COSMOS & CHIMERAS
“Cosmos & Chimeras” brings together two artists who both explore and create fantastical worlds by pushing the boundaries of photography and sculpture.
North Fork Paradise - ART is pleased to present a pop-up art exhibition featuring new and never before seen works by LIN BUCKFIELD and KARINE LAVAL.
About the Exhibition
The alchemy of the work of both artists reveals their shared metaphysical interests. The essence of the exhibition lies in the relationship between two bodies of work that seek an altered world, using iconography of both nature and culture.
Buckfield’s Chimeras sculptures could be out of a fairy tale. They are built with a naïve playfulness and ease; yet, they characterize scary monsters that might live in the dense vegetation and wet dungeons of enchanted forests and otherworldly landscapes, quite possibly the Cosmos landscapes created by Karine Laval. With the fabrication of their fantastical environments, each artist in her own way is taking control of the world.
Cosmos is a new chapter of Laval’s ongoing decade-long project Heterotopia, for which she captures public and private gardens around the world and transforms them into imaginary landscapes through analog manipulations and experimentation. Cosmos focuses on her own garden on the North Fork of Long Island. With this new series Laval is also intervening in the landscape by integrating landscaping, gardening and art making as she’s slowly transforming part of the space into a sustainable environment of meadows and fields of wildflowers with different "stations”. She is using her own piece of land as a giant outdoor studio. Laval has been documenting the process for the past year through the seasons and will present a selection of still and moving images from this new ongoing project.
About the Artists
Karine Laval is an internationally exhibited French American artist based in Brooklyn and the North Fork of Long Island. Her artistic practice encompasses photography, video, projection, art in public spaces and immersive installations. The original and deliberate use and manipulation of color helps to question the relationship between representation and reality.
Laval’s still and moving images often challenge the familiar perception we have of the world and explore the notion of space, not only as a physical and geographical place, but also as a psychological and imaginary space that includes our relationship to the environment, at the intersection of nature and culture.
Laval has worked on commissions for prestigious brands such as Hermès and Louis Vuitton, architects and institutions. Some of her recent public art commissions include a monumental scale installation at 22 Bishopsgate in London, an exhibition of large light boxes in the New York City subway commissioned by the MTA Arts and Design and commissions by Peter Marino, such as for the Cheval Blanc hotel in the newly renovated La Samaritaine in Paris.
In the summer of 2022, she presented a public art installation, Landscape Refractions, throughout the parks and gardens of the national museum of Château de Malmaison outside Paris. In view of the variety of her exhibition venues this past decade, Laval is an artist interested in sharing her work outside the walls of the white box, playing on the boundaries between public space and private space, leisure areas and transit areas, or places of contemplation and places of consumption.

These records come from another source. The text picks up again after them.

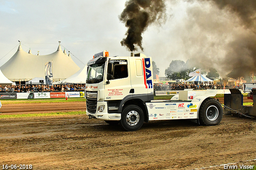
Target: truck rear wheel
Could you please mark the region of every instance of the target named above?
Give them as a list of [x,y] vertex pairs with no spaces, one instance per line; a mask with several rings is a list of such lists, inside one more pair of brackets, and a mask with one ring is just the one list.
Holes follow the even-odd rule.
[[122,113],[120,124],[127,131],[137,130],[144,122],[143,111],[138,106],[131,105],[126,106]]
[[206,126],[218,124],[222,118],[223,111],[221,105],[214,99],[204,100],[199,109],[198,118],[201,124]]

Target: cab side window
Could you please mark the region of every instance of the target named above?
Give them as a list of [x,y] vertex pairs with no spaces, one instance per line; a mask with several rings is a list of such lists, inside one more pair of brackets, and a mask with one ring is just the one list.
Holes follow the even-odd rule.
[[116,64],[114,66],[114,79],[121,79],[128,77],[127,64]]

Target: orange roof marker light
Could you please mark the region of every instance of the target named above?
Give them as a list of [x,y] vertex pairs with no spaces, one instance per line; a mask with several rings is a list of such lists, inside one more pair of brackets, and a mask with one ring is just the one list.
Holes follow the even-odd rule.
[[102,52],[101,52],[99,53],[97,53],[93,56],[93,58],[99,58],[100,57],[109,57],[109,54],[108,51],[107,50],[105,50]]

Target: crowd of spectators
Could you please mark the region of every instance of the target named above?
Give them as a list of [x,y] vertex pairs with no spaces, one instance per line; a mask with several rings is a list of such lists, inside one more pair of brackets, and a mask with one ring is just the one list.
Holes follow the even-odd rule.
[[[85,84],[66,84],[49,85],[0,85],[0,93],[27,93],[27,92],[52,92],[62,91],[84,91],[85,88]],[[185,89],[193,89],[195,90],[202,89],[242,89],[242,84],[230,85],[228,84],[204,84],[196,85],[189,83],[171,83],[154,84],[154,91],[178,90]]]
[[154,91],[161,90],[182,90],[185,89],[193,89],[195,90],[206,89],[242,89],[242,85],[238,84],[236,85],[230,85],[228,84],[204,84],[202,83],[200,84],[195,84],[180,83],[176,84],[172,83],[167,84],[167,83],[155,84],[154,84]]
[[54,92],[64,91],[84,91],[85,84],[54,85],[0,85],[0,93],[29,93],[29,92]]

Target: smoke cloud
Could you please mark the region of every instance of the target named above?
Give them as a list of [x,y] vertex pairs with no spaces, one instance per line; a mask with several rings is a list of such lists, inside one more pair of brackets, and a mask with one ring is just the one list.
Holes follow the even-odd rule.
[[[220,69],[219,71],[221,73],[225,73],[228,74],[229,77],[237,78],[238,77],[248,77],[250,74],[254,73],[256,73],[256,1],[254,0],[241,1],[239,0],[207,0],[213,6],[216,5],[222,12],[224,13],[223,16],[228,17],[231,16],[232,18],[229,18],[230,21],[233,20],[234,22],[239,23],[236,25],[228,22],[226,23],[227,25],[222,25],[223,28],[226,30],[230,30],[231,32],[235,32],[235,34],[230,35],[230,39],[228,39],[228,33],[225,30],[221,30],[218,24],[221,23],[220,20],[215,20],[214,18],[209,18],[212,22],[210,25],[212,26],[212,30],[209,30],[212,33],[216,30],[220,31],[219,33],[224,33],[225,34],[219,34],[215,32],[214,34],[216,36],[215,38],[218,40],[222,40],[224,43],[222,43],[225,46],[224,49],[224,55],[222,57],[218,59],[218,56],[210,58],[208,56],[204,57],[200,56],[200,58],[197,58],[196,61],[201,63],[201,65],[205,67],[210,66],[210,65],[218,65]],[[202,1],[204,2],[205,1]],[[190,14],[195,16],[196,11],[191,11]],[[216,16],[216,17],[218,17]],[[212,19],[212,20],[210,20]],[[205,28],[205,23],[200,23],[202,22],[202,18],[198,18],[196,23],[198,24],[201,28]],[[220,18],[219,18],[220,19]],[[223,21],[222,21],[223,22]],[[224,23],[222,23],[224,24]],[[221,24],[220,24],[221,25]],[[232,28],[228,27],[232,27]],[[234,31],[234,30],[237,30]],[[207,38],[209,40],[209,38]],[[218,40],[215,41],[212,40],[208,43],[208,45],[210,46],[210,43],[212,47],[209,47],[209,49],[212,49],[214,47],[218,47]],[[216,45],[216,46],[215,46]],[[202,47],[205,47],[205,45]],[[204,49],[204,48],[203,48]],[[207,49],[204,49],[204,50]],[[221,55],[222,51],[218,51],[218,48],[215,49],[218,53],[216,55]],[[223,51],[222,51],[223,52]],[[198,62],[199,61],[199,62]]]
[[177,57],[172,59],[190,59],[190,66],[206,72],[213,67],[222,78],[228,75],[250,81],[253,72],[256,75],[256,1],[170,2],[173,9],[176,3],[186,8],[180,20],[175,13],[171,18],[171,31],[176,34],[169,34],[170,38],[177,42],[169,49],[169,56]]
[[126,3],[126,8],[119,19],[126,24],[128,30],[126,38],[121,42],[130,51],[138,49],[137,45],[143,51],[142,34],[153,22],[159,24],[164,22],[165,6],[164,0],[130,0]]

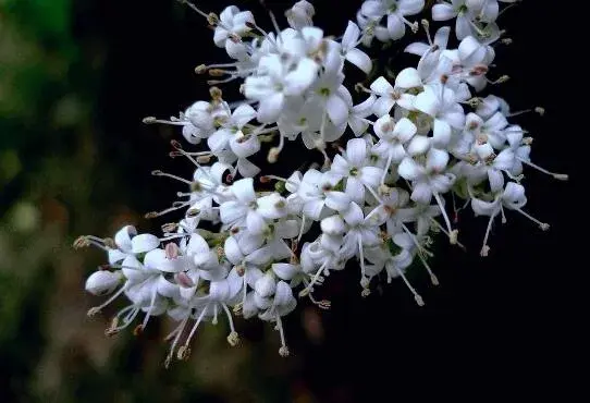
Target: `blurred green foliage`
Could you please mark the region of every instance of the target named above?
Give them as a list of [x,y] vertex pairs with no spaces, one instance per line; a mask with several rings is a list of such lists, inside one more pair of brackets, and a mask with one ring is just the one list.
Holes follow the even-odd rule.
[[84,278],[103,256],[70,245],[138,215],[93,119],[105,44],[75,37],[73,4],[0,0],[0,401],[288,400],[275,379],[284,364],[256,365],[278,361],[274,345],[230,349],[223,325],[209,327],[189,362],[164,370],[158,320],[115,341],[103,335],[109,312],[86,317],[97,301]]

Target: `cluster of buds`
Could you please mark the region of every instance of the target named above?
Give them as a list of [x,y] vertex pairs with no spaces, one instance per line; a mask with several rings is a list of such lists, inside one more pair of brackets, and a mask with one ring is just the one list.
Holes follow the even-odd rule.
[[[506,210],[549,228],[524,209],[524,167],[567,176],[531,162],[531,137],[511,122],[521,112],[482,94],[506,81],[488,77],[495,57],[491,45],[502,41],[496,0],[453,0],[429,10],[435,21],[456,19],[456,48],[448,46],[452,27],[431,36],[428,20],[406,19],[425,11],[423,0],[365,1],[358,24],[348,22],[340,39],[312,25],[315,9],[305,0],[286,11],[285,29],[271,14],[270,33],[235,5],[218,16],[184,2],[214,27],[214,44],[231,61],[196,69],[212,77],[210,100],[170,120],[145,119],[181,126],[186,147],[195,147],[172,142],[171,156],[194,163],[192,176],[152,172],[181,182],[185,192],[172,207],[147,216],[184,211],[182,220],[163,224],[159,236],[126,225],[113,239],[76,241],[105,249],[109,259],[88,278],[86,290],[111,296],[89,314],[119,296],[128,300],[108,334],[135,323],[140,314],[136,332],[151,317],[167,315],[177,323],[167,338],[168,364],[186,358],[199,325],[216,323],[219,316],[228,320],[229,343],[237,344],[233,317],[241,315],[273,322],[285,356],[282,318],[299,298],[329,308],[329,301],[314,294],[333,270],[359,268],[362,295],[378,276],[400,278],[421,306],[405,272],[416,262],[438,284],[428,264],[432,232],[463,247],[452,219],[460,209],[470,205],[489,217],[482,256]],[[400,69],[392,81],[346,82],[348,69],[373,71],[360,45],[397,40],[406,25],[426,32],[427,41],[406,48],[417,57],[415,66]],[[228,102],[217,85],[234,81],[244,99]],[[299,141],[323,163],[272,174],[282,150]],[[250,159],[272,142],[262,170]]]

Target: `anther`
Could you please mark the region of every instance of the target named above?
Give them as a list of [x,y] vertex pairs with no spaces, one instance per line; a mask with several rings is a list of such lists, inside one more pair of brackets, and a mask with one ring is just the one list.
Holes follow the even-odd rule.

Her work has been reviewed and featured in international publications such as Artforum, The New York Times, The New York Times Magazine, The New Yorker, Harper's, Le Monde, and EXIT, to name a few. Steidl published her first monograph Poolscapes in 2018. The Italian book publisher 89books published Anatomy of Desire in 2019.
Lin Buckfield is an Australian investigative journalist, filmmaker, musician, woodworker and ceramicist. Her studio workshop is in Southold. She has always had a multi-discipline career.
As an award winning documentary filmmaker her films have led to UN investigations and changes in public policy. As a songwriter and performer in the Electric Pandas she enjoyed hit records and toured extensively. She is currently recording a new album and there are gigs booked for Australia at the end of the year.
She has been woodworking for two decades and is inspired by the works of Sam Maloof and George Nakashima. Flowing lines, and the appeal to the tactile are paramount.
Her ceramics are an evolution of this practice. The appeal and potential for the unpredictable, the constant opportunity for experimentation and disaster draw a line through her pieces.
“As an investigative journalist I have to be committed to an unbiased review of the facts and to adhere to a path that can lead to uncovering injustice and holding truth to power. As an artist I can embrace the fantastic, the imperfect and the whimsical. Untethered by rules I explore the unpredictability in a process that begins the moment my hands feel the clay, the wood or pick up a guitar.” --Lin Buckfield
The Barn at Skunk Lane
The Barn at Skunk Lane is a historic barn built in the 1890’s in Cutchogue, NY. The Barn was brought back to life by the new owners Sarah Mastracco and Jonathan Baker in the summer of 2018. After years of neglect it has been transformed into a truly magical place.